Los huevos rotos son promesas incumplidas, la violencia obstétrica del mandato social. Sin embargo, hay belleza aquí: Marta María no solo denuncia, sino santifica la rebeldía de ese cuerpo silencioso.
En la narrativa, las muñecas se vuelven testigos siniestros. Pienso en la obra de la cubana Anna Lidia Vega Serova, donde incluso las muñecas de porcelana no son adorno infantil, sino centinelas de secretos familiares. Observan cómo se cosifica a la abuela, a la tía soltera, a la niña que prefiere trepar árboles que a jugar a ser mamá. Sus ojos de vidrio reflejan lo que la sociedad quisiera ignorar: los cuerpos disidentes son rotos una y otra vez hasta encajar en el molde.
¿Por qué duele tanto esta imagen? Porque nos recuerda que la cosificación no es metáfora. Es lo que le sucede a la mujer cuyo esposo le dice: “arréglate para mis amigos”. Y también al cuerpo trans tratado como fetiche exótico. Y a la lesbiana convertida en fantasía masculina.
Como escribía la poeta cuir Juana Rosa Pita: “Me vistieron de niña muerta y me dieron por nombre, Ausencia”. Las muñecas y los maniquíes encarnan esa ausencia forzada.
Hasta los surrealistas, con sus maniquíes desmembrados por Hans Bellmer, tocaron esta herida. Pero, mientras ellos jugaban con el erotismo fragmentado, artistas como el expresionista austriaco, Oskar Koskoschka fue más lejos. En su lecho, tenía un maniquí a imagen y semejanza de Alma Mahler, su examante, un muñeco con connotaciones eróticas que creó para admirar y después eliminar.
Koskoschka no permite que olvidemos que la cosificación tiene arraigada la violenta historia machista.
Al final, estos cuerpos falsos nos interrogan, como el performance de la artista cuir Lorenza Bottner, quien tras perder sus brazos pintaba con los pies y la boca, convirtiendo su cuerpo en un acto político.
En el caso de los hermanos ingleses Jake y Dinos Chapman, recurren al cuerpo artificial para explorar el dolor, la belleza, el humor, el horror y lo perverso, generando en el espectador una confrontación con sus propias concepciones estéticas.
Anatomías trágicas es una visión sugerente de un jardín del Edén transfigurado. Se trata de un grupo de maniquíes genéticamente alterados, con dos torsos y tres cabezas, algunas de ellas con genitales en lugar de nariz o boca.

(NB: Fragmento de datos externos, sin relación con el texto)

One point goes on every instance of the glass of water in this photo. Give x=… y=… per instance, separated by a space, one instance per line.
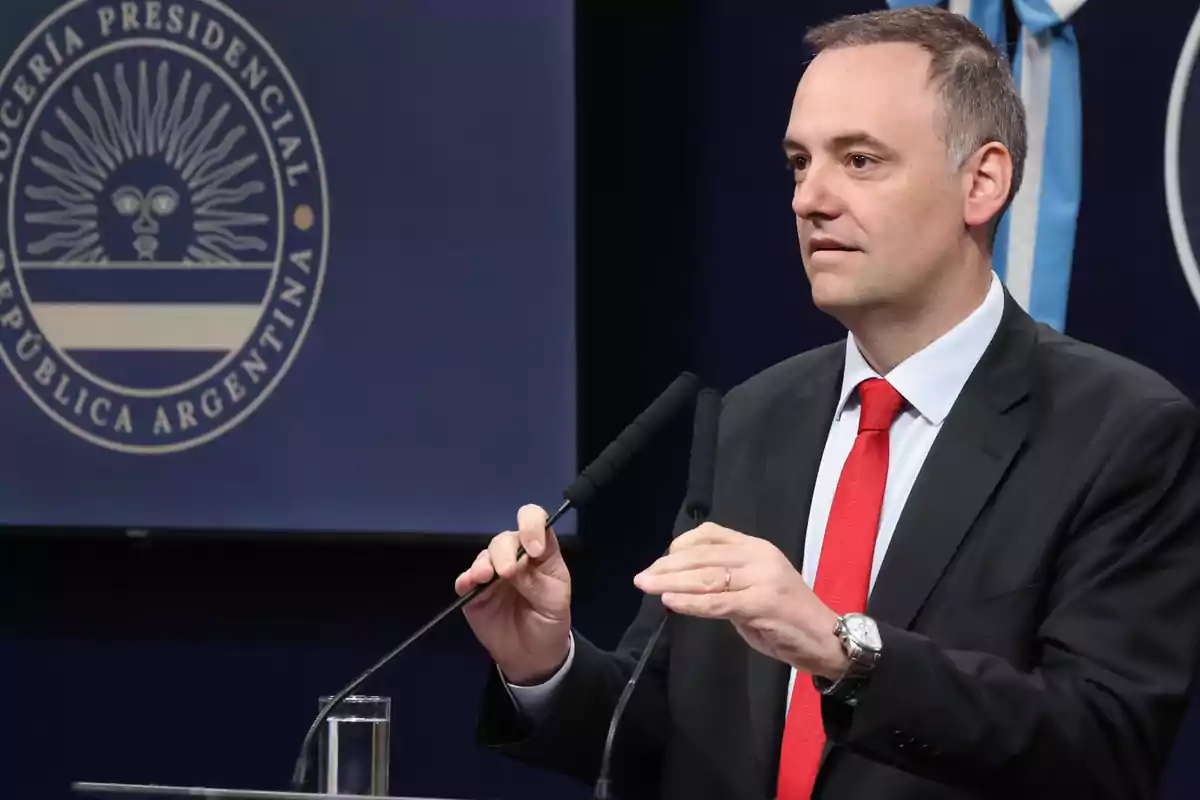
x=354 y=746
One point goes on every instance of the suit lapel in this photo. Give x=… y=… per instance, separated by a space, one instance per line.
x=791 y=444
x=971 y=455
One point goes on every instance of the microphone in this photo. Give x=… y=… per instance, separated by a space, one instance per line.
x=697 y=505
x=579 y=493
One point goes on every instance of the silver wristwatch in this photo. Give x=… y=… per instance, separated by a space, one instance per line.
x=861 y=639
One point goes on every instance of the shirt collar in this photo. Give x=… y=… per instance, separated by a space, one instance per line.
x=930 y=380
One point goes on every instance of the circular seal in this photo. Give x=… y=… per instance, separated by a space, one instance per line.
x=166 y=221
x=1182 y=164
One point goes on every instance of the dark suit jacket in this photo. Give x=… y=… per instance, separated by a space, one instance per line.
x=1039 y=602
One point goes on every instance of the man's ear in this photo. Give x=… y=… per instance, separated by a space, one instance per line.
x=987 y=179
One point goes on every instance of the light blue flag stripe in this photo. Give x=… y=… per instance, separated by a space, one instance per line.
x=1061 y=185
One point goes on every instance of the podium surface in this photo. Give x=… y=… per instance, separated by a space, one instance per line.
x=147 y=791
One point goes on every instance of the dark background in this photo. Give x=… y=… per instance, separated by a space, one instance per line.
x=199 y=661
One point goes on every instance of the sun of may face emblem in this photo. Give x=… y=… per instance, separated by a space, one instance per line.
x=167 y=221
x=171 y=122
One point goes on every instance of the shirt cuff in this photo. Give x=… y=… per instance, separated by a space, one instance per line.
x=534 y=701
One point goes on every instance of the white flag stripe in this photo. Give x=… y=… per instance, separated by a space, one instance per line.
x=1065 y=8
x=144 y=265
x=1023 y=230
x=147 y=326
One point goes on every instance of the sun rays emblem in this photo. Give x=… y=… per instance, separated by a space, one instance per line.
x=171 y=122
x=167 y=222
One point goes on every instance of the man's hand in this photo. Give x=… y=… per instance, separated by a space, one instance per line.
x=720 y=573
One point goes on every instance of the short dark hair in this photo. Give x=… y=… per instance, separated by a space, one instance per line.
x=981 y=102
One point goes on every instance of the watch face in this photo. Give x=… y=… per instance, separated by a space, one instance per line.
x=863 y=630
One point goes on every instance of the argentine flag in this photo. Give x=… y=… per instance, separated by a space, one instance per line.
x=1036 y=240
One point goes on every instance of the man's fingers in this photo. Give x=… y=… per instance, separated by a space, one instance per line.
x=480 y=571
x=503 y=552
x=694 y=558
x=538 y=540
x=703 y=581
x=706 y=534
x=720 y=606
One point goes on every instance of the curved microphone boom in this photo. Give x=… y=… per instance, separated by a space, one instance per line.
x=579 y=493
x=697 y=505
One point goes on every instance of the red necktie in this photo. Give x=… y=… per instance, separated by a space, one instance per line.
x=844 y=572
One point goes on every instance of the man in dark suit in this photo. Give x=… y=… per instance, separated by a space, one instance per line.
x=955 y=555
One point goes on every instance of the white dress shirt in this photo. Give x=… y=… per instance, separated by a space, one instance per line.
x=930 y=383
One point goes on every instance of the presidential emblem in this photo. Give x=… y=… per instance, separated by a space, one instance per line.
x=1182 y=163
x=166 y=221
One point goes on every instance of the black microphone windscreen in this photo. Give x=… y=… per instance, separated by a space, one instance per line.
x=631 y=439
x=701 y=469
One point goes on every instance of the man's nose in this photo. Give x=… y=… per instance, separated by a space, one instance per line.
x=815 y=194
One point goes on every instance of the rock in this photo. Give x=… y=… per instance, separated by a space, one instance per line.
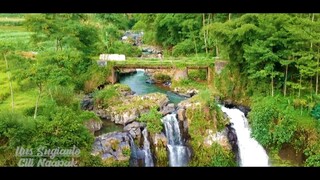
x=168 y=109
x=180 y=74
x=228 y=103
x=127 y=71
x=219 y=137
x=93 y=125
x=125 y=117
x=103 y=114
x=111 y=145
x=87 y=103
x=244 y=109
x=181 y=114
x=132 y=125
x=160 y=139
x=150 y=81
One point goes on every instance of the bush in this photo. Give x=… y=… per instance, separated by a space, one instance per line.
x=185 y=47
x=107 y=96
x=197 y=74
x=63 y=95
x=316 y=112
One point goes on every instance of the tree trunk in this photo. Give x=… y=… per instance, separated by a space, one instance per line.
x=311 y=88
x=50 y=94
x=195 y=45
x=300 y=86
x=285 y=82
x=272 y=88
x=37 y=103
x=317 y=77
x=10 y=82
x=217 y=50
x=204 y=33
x=57 y=44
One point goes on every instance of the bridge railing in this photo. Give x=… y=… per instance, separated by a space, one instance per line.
x=170 y=63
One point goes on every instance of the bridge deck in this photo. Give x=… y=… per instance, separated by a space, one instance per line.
x=165 y=64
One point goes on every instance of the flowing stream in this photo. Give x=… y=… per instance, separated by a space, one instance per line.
x=148 y=161
x=251 y=153
x=178 y=153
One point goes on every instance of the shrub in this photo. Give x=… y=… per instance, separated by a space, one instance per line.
x=185 y=47
x=316 y=112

Influenciadas por los trabajos de Goya, las transgresiones anatómicas de los Chapman aluden a la inestabilidad y al dualismo entre la inocencia y monstruosidad, poniendo en entredicho la idea de la perfección física. Estos artistas no solo muestran la violencia, la desobedecen. Toman el maniquí y lo llenan de memorias, de raíces, de preguntas que rompen la vidriera.
Quedan por mencionar muchísimos artistas que han utilizado el cuerpo/objeto para incomodar, transgredir y reflexionar: Cindy Sherman, Ana Mendieta, Pierre Molinier, por solo citar algunos. Quizás esa sea la revolución más íntima, cuando un cuerpo cosificado mira de frente y sus ojos de cristal, de pronto, parpadean.
La extrañeza semiótica de maniquíes y muñecas en el arte visual y la narrativa no es un mero efecto estético superficial. Es una potente herramienta que habla, desde el silencio forzado de lo inanimado, de las violencias más profundas y arraigadas contra la mujer y las disidencias sexuales.
Su cuerpo artificial, perfecto, frágil, su mirada vacía, su rotura y su abandono, funcionan como emblemas visuales de la deshumanización y la agresión de género. Son, en última instancia, monumentos silenciosos a la resistencia necesaria contra la violencia que intenta convertir a las personas en cosas.
Su extrañeza es nuestro espejo más incómodo.